11) Closed Systems: Steve Jobs’ “need” for control is seen by many as contrary to the hacker mentality that he had as Apple was launched – the rebel against the big brother establishment. And this is one of the main discrepancies between him and Bill Gates where the latter believes in openness while Jobs believed in closed systems for the simple matter that coordinating hardware and software delivers the best possible product to the user. When you start giving users room to do as they please with the product, the quality of the product dramatically decreases. Steve Jobs wanted to provide the users who opt for his devices the best possible experience and for that, he figured a closed system would be the best way possible.
12) Pixar: Steve Jobs is responsible for many of the animated movies that we consider as cartoon-gold in the last ten years. As CEO of Pixar, he gave us Toy Story, Toy Story 2′ A Bug’s Life, Finding Nemo…. As head of Pixar, he got into many disputes with the CEO of Disney who saw them as dispensable animators while Jobs saw Disney as a mere distributor. Disney hadn’t given the world a decent cartoon movie in a long time and their major revenue was beginning to shift towards amusement parks. Their animation department was reporting losses… In a way, Steve Jobs also saved the animation industry from being overtaken by creatively blind CEOs at Disney whose sight was set only on the profit margin they made.

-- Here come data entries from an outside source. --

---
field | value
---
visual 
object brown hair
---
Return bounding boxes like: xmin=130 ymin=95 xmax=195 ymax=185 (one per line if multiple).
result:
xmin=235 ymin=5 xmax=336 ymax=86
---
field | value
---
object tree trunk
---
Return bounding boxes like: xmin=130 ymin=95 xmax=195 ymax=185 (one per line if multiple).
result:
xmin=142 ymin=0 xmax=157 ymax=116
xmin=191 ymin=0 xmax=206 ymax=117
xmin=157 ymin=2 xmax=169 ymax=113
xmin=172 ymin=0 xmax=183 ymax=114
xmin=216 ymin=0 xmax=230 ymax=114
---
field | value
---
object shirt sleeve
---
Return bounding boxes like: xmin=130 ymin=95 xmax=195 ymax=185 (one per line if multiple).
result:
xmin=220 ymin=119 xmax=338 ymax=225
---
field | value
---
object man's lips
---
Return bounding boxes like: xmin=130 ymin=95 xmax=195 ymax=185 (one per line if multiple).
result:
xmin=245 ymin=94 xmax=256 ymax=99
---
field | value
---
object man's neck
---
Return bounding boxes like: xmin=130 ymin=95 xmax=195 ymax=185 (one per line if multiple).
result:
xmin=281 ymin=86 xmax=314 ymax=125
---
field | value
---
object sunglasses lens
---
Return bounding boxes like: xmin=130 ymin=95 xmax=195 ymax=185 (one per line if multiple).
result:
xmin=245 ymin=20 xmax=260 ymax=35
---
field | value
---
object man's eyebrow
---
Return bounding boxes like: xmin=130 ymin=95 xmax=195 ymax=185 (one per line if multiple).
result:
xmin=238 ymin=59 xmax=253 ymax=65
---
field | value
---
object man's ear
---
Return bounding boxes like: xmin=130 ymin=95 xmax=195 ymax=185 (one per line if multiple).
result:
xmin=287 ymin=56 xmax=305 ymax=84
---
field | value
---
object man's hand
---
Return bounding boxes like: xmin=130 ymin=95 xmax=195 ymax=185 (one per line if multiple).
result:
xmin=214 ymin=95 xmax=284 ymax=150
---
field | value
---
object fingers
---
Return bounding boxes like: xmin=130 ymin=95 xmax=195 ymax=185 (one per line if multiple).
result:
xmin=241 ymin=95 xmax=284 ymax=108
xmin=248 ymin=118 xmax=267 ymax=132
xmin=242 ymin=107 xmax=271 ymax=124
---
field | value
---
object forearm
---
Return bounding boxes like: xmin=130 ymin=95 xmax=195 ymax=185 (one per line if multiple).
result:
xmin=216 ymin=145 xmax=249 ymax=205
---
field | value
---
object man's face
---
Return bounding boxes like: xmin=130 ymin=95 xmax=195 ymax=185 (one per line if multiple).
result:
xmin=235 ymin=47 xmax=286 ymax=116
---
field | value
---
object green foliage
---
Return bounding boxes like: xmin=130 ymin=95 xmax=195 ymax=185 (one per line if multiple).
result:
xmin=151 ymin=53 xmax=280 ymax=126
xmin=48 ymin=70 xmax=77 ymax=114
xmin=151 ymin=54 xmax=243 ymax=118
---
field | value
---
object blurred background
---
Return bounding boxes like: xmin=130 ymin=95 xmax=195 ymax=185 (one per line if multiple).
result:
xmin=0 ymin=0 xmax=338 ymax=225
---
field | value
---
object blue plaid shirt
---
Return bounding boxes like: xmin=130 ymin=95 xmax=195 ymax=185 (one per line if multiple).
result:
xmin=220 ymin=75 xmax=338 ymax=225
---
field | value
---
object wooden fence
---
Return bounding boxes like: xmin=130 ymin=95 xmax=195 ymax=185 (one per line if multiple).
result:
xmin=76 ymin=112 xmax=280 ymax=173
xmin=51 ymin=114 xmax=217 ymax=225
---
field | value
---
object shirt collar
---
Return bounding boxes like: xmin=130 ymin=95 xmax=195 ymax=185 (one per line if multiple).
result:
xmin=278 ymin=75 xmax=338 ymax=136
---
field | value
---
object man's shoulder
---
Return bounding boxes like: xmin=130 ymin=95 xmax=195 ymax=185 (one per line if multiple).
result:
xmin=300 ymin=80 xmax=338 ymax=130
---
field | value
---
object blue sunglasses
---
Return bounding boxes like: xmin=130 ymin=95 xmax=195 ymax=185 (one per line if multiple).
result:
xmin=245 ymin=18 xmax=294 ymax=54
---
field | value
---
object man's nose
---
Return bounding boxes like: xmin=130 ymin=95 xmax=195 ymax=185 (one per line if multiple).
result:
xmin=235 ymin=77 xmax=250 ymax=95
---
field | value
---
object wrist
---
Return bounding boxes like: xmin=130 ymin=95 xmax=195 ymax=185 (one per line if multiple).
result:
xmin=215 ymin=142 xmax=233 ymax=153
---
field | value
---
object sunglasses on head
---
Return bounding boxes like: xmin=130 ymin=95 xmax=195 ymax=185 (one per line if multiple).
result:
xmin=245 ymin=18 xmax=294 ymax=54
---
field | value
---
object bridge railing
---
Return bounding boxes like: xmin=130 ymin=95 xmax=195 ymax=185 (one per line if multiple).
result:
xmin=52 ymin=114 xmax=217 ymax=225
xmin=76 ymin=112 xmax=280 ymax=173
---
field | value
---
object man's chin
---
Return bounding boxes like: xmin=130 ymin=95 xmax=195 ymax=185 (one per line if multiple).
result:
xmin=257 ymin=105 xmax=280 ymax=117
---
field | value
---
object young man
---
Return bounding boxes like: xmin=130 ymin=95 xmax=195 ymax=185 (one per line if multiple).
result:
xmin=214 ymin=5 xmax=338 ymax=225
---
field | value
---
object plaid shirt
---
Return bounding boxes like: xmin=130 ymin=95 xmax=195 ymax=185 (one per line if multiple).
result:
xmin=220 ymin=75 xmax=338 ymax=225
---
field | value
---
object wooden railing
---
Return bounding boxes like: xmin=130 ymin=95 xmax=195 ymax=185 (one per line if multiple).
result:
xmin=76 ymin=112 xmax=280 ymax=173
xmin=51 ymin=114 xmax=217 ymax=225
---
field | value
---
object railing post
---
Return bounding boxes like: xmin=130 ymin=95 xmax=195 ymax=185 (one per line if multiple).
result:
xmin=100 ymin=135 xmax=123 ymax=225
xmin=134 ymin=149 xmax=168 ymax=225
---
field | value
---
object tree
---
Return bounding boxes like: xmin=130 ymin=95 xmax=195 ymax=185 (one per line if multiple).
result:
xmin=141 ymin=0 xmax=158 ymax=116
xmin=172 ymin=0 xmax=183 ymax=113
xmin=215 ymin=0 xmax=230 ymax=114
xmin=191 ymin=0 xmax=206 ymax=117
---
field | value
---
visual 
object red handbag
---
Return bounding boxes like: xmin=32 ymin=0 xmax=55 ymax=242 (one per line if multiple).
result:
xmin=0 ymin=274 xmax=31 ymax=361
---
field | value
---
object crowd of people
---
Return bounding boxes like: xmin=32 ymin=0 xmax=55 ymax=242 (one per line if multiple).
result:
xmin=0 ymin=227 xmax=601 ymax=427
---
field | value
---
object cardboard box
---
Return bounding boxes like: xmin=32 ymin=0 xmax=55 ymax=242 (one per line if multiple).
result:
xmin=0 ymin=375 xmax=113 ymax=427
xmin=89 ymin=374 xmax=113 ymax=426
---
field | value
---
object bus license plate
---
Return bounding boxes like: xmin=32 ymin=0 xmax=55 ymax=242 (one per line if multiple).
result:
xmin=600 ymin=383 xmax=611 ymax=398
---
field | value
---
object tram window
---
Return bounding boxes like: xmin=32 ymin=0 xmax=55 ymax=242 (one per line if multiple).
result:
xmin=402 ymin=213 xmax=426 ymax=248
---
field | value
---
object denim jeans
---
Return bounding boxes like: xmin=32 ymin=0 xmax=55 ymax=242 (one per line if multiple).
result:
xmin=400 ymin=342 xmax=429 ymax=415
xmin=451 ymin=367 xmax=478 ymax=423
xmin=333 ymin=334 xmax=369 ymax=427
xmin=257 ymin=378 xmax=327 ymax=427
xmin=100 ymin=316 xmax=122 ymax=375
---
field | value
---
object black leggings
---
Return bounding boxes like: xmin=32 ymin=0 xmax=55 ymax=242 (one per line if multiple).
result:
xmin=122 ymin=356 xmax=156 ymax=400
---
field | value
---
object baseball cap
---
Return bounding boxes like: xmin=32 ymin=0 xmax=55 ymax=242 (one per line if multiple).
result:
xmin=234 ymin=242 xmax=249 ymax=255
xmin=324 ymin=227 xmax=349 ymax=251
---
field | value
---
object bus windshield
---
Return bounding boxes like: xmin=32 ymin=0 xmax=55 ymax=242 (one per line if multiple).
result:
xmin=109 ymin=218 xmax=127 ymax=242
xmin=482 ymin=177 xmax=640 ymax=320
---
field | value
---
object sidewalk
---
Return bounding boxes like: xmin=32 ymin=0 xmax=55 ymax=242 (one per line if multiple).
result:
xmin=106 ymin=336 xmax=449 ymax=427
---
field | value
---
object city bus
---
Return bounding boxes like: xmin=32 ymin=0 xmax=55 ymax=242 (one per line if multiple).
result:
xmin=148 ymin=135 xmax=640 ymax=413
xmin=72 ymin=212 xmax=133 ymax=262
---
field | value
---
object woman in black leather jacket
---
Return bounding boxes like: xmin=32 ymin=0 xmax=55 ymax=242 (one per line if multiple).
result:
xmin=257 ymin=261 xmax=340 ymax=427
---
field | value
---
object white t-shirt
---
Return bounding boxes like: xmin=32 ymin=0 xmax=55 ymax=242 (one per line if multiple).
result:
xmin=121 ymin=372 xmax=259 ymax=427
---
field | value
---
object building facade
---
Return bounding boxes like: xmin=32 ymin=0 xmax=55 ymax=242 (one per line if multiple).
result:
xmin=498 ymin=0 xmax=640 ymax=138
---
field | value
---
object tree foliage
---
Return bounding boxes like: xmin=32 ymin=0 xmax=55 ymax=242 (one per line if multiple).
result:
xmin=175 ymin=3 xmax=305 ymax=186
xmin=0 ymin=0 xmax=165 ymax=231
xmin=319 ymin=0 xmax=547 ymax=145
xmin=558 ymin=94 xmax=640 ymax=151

13) Genius: Steve Jobs was not super smart. He was a genius. The difference between the two is subtle and yet existent. He did not have raw processing power, which is intelligence, but he was genius in the sense that he was able to see what others couldn’t. He was able to think outside the box set by the corporates of our time to deliver great products that would help bring humanity forward, which was Steve Jobs’ goal all along. His invention of the iPod was not groundbreaking in the sense that music players existed before. But it was groundbreaking in the sense that he saw the shortcomings of all those music players and was able to use resources that he did not have to change the music industry forever. Sony, for example, has a music recording branch as well as a technology branch but they never got the idea to make the iPod. He also saved the music industry by launching the iTunes Store, which lessened the blow of the mass hemorrhages due to piracy. With the iPod and the Macintosh before it, Steve Jobs managed to create a need for a digital hub that many thought they didn’t need. His business strategy was not one based on market research but on insight. He didn’t care what customers needed now. He cared about what they would need tomorrow. That’s how he made the iPhone and subsequently the iPad. That’s why Apple is the world’s leading company today – all because of this man who saw out of the box, by standing on the “shoulders of those that preceded [him].
And one more thing…
Steve Jobs was the biggest business executive tycoon of our time. There is no doubt about that. Anyone who is trying to discredit him based on some non sequitur argument is delusional. If our legacy as people is to bash the accomplishments of those that preceded us, helping us move forward, then I have no idea where we are heading.